Po fali tropikalnych upałów z początkiem miesiąca nadeszło właśnie załamanie pogody. W poniedziałkowy wieczór przez okolice Mediolanu, Bergamo i jeziora Como przeszły gwałtowne ulewy i wichury. Porywy wiatru osiągały do 90 km/h, a z powodu połamania drzew doszło do zablokowania ruchu pociągów.
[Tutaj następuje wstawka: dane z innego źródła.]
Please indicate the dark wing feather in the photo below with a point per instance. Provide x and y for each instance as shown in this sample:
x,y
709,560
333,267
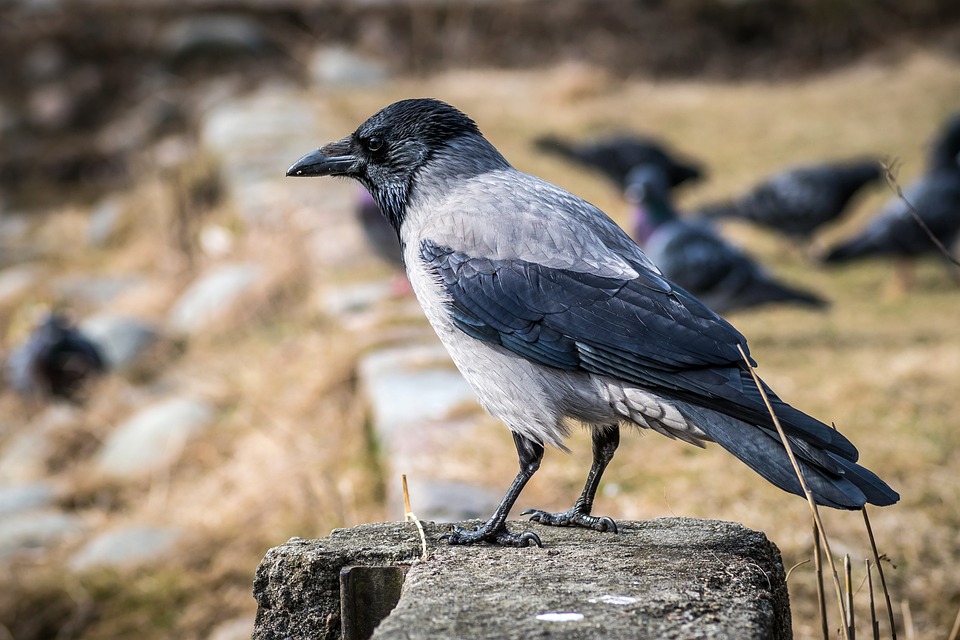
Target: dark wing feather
x,y
642,331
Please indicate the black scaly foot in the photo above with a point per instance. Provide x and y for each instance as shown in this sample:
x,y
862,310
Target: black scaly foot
x,y
494,530
605,443
504,538
572,518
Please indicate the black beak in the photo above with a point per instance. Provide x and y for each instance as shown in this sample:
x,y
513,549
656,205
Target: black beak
x,y
317,163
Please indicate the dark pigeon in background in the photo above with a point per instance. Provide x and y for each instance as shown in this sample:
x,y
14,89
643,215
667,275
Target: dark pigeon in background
x,y
935,196
798,201
615,155
56,361
556,317
692,254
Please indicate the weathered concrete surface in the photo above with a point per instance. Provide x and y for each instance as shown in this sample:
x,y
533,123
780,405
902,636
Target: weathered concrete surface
x,y
665,578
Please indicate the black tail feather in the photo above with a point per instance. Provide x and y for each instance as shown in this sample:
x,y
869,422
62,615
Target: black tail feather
x,y
840,484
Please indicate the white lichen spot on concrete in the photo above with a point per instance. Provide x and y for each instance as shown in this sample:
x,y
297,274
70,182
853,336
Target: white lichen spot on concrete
x,y
560,617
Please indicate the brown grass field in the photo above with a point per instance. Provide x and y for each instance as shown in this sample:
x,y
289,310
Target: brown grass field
x,y
289,457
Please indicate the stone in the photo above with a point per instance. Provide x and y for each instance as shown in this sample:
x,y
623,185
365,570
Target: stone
x,y
340,67
411,385
122,339
419,402
15,499
664,578
213,35
237,629
95,290
127,546
153,438
24,454
105,221
16,281
212,296
34,530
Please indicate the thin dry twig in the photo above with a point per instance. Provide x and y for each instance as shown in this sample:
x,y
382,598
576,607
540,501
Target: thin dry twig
x,y
908,629
821,595
888,169
803,486
848,582
411,516
874,623
883,581
789,571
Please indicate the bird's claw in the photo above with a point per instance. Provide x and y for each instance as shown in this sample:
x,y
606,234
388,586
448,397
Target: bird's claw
x,y
502,537
572,518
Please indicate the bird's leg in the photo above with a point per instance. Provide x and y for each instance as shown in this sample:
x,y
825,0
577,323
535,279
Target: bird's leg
x,y
605,443
494,530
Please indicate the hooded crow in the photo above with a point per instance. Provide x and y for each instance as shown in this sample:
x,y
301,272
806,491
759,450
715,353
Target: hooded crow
x,y
556,318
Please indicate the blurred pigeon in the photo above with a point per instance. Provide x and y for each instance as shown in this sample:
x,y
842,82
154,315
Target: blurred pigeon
x,y
615,155
556,317
56,360
798,201
694,256
935,197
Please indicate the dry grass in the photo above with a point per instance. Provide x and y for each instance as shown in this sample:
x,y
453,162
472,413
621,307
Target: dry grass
x,y
289,457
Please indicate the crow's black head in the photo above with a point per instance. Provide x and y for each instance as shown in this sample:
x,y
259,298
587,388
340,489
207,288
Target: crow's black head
x,y
388,151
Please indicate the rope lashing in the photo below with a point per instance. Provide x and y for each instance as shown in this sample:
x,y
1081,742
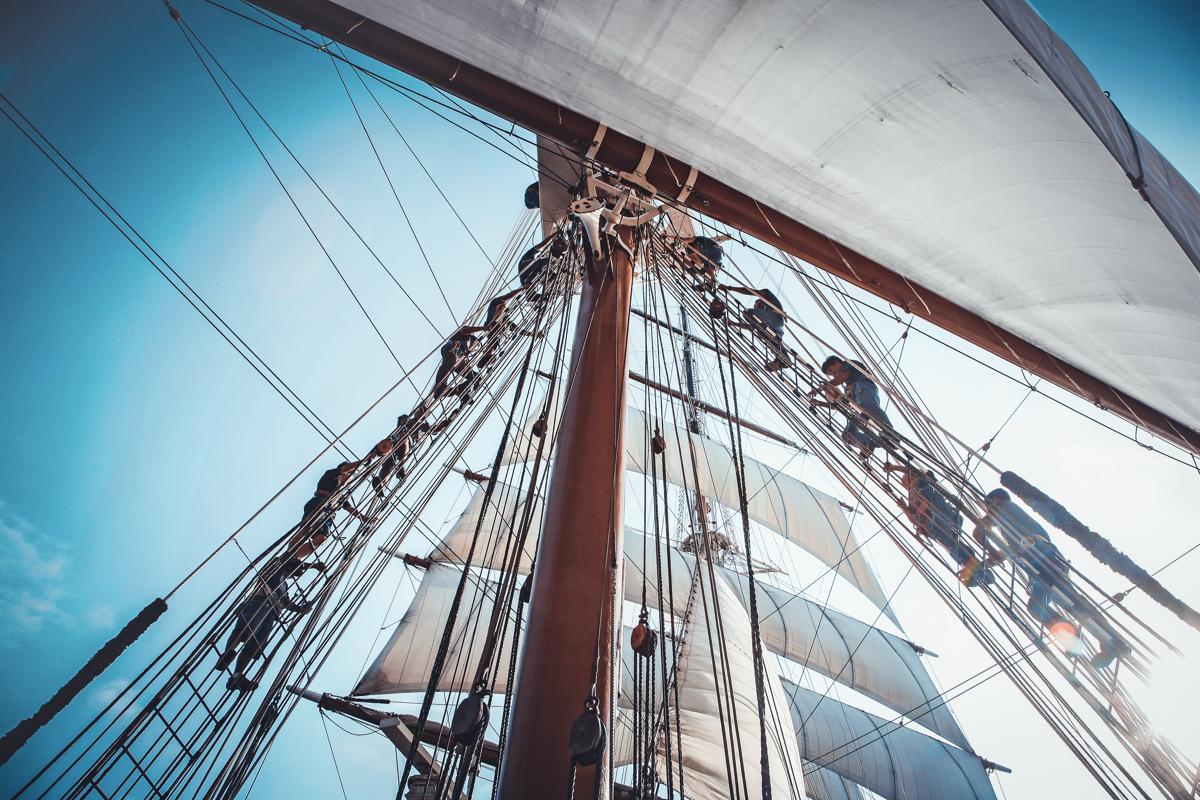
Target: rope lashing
x,y
21,733
1101,547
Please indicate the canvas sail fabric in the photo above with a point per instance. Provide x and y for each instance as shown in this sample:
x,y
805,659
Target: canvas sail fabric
x,y
958,143
891,761
871,661
792,509
406,662
823,785
865,659
707,693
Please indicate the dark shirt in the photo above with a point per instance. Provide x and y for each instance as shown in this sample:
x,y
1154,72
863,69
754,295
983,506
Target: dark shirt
x,y
457,346
942,515
330,480
771,314
531,266
276,572
1017,525
863,392
496,311
709,251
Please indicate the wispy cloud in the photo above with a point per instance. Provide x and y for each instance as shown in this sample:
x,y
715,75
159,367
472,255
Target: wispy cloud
x,y
34,583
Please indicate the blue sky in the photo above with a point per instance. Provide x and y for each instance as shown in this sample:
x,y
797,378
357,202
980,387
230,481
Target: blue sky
x,y
135,438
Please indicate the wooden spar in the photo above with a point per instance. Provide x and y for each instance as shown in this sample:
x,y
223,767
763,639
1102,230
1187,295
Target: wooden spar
x,y
570,635
718,200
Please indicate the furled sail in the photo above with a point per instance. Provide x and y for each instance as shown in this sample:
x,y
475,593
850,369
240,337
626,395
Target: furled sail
x,y
792,509
718,720
822,785
874,662
958,148
886,758
406,662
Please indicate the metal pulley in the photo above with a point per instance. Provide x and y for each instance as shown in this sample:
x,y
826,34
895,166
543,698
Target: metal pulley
x,y
587,738
471,720
643,639
533,196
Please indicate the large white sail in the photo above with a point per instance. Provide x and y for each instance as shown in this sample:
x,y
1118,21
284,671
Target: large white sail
x,y
792,509
406,662
886,758
961,145
837,645
718,703
823,785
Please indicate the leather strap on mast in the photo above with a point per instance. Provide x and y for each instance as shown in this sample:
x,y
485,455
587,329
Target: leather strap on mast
x,y
621,152
573,623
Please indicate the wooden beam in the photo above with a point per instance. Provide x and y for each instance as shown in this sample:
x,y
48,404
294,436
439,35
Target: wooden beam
x,y
622,152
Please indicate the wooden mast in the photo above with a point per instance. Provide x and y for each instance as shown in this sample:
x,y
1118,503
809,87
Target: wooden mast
x,y
719,200
569,639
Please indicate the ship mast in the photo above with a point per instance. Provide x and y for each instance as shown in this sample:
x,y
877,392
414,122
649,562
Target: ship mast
x,y
570,636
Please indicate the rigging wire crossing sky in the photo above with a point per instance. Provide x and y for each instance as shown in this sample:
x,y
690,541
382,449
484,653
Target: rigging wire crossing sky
x,y
137,439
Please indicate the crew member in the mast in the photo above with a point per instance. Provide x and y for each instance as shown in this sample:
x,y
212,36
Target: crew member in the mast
x,y
258,614
935,517
1053,594
533,263
455,361
862,392
402,441
317,519
702,258
766,319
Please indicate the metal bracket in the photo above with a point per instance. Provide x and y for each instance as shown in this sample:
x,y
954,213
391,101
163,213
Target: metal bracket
x,y
597,139
688,185
637,178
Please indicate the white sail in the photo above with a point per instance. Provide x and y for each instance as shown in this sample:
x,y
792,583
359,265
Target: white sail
x,y
874,662
719,713
823,785
792,509
406,662
886,758
961,145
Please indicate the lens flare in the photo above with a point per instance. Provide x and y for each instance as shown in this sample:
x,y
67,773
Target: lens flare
x,y
1067,637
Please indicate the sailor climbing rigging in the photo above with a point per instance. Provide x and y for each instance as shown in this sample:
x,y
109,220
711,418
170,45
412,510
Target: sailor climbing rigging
x,y
702,258
1053,595
864,395
402,440
258,614
935,517
766,319
317,519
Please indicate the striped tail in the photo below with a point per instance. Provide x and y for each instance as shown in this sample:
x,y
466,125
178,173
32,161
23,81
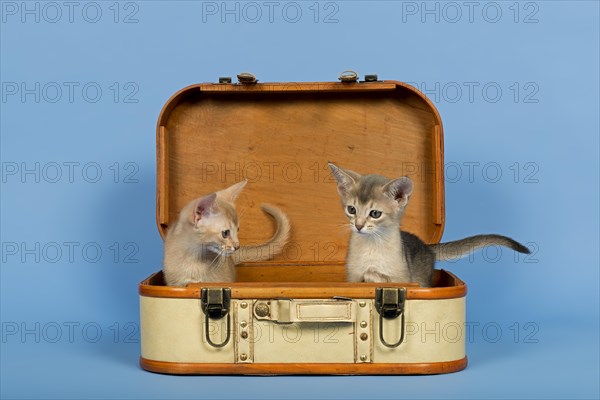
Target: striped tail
x,y
460,248
274,246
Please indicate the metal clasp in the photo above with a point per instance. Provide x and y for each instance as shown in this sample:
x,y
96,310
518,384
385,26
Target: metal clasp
x,y
215,304
389,303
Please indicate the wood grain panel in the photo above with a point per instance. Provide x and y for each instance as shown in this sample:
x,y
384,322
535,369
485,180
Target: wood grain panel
x,y
280,137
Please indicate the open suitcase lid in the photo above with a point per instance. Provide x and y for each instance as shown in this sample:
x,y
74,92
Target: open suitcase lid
x,y
279,136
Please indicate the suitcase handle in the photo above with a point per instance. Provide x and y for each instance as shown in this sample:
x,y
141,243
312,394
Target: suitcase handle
x,y
287,311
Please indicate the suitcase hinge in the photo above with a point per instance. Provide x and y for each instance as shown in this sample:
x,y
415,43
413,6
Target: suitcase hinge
x,y
215,304
389,303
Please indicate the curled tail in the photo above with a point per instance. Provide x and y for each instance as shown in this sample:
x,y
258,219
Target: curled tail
x,y
459,248
274,246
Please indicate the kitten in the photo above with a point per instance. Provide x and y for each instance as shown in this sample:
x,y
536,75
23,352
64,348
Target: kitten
x,y
203,246
379,251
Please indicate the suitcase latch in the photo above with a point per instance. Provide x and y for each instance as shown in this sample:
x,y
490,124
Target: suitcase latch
x,y
389,303
215,304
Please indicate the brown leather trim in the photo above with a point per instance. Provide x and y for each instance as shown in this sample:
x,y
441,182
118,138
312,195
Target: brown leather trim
x,y
448,287
303,369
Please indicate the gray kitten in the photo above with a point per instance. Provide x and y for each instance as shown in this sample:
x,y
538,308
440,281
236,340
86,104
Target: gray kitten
x,y
379,251
203,246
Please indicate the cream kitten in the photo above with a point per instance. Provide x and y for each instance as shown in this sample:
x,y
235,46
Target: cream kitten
x,y
379,251
203,245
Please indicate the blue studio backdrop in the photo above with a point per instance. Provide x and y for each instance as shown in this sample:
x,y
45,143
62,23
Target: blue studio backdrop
x,y
83,82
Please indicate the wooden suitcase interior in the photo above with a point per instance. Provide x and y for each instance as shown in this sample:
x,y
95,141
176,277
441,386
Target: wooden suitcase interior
x,y
279,136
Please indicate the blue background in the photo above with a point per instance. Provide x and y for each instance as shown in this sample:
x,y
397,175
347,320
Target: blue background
x,y
540,314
Trzecia burza przeszła przez Mediolan i cały obszar na północy aż do Como czy Lecco. W mieście spadło do 30 mm deszczu w jego części zachodniej i minimum 15 mm w części wschodniej. Powalona gałąź zablokowała ruch tramwajów na via Solari – podaje Marco Grandelli, radny od spraw obrony cywilnej na swoich mediach społecznościowych
Na autostradzie A4 w okolicy Bergamo zanotowano porywy wiatru dochodzące do 90 km/h. W Villa di Sergio 88 km/h, w Palazzago 86 km/h. W samym Bergamo wiatr połamał 30 drzew.
Drzewo upadło też na tory w Cadorago. Wiatr wyrwał drzewo z korzeniami, które zablokowało ruch kolejowy w kierunku Mediolanu. Drzewa zablokowały też drogę 671 w Pedrengo, a także drogę w Tavernola i drogę wojewódzką z Cerete basso do Rovetta. W niektórych miejscach doszło do przerw w dostawach prądu.
Lokalne władze rekomendowały omijanie obszarów parkowych i terenów zielonych. Na wtorek 8 lipca 2025 roku zapowiadana nieco lepsza pogoda. Około 16:00 możliwe są burze w Mediolanie. Synoptycy nie przewidują, że będą aż tak gwałtowne jak w poniedziałkowy wieczór.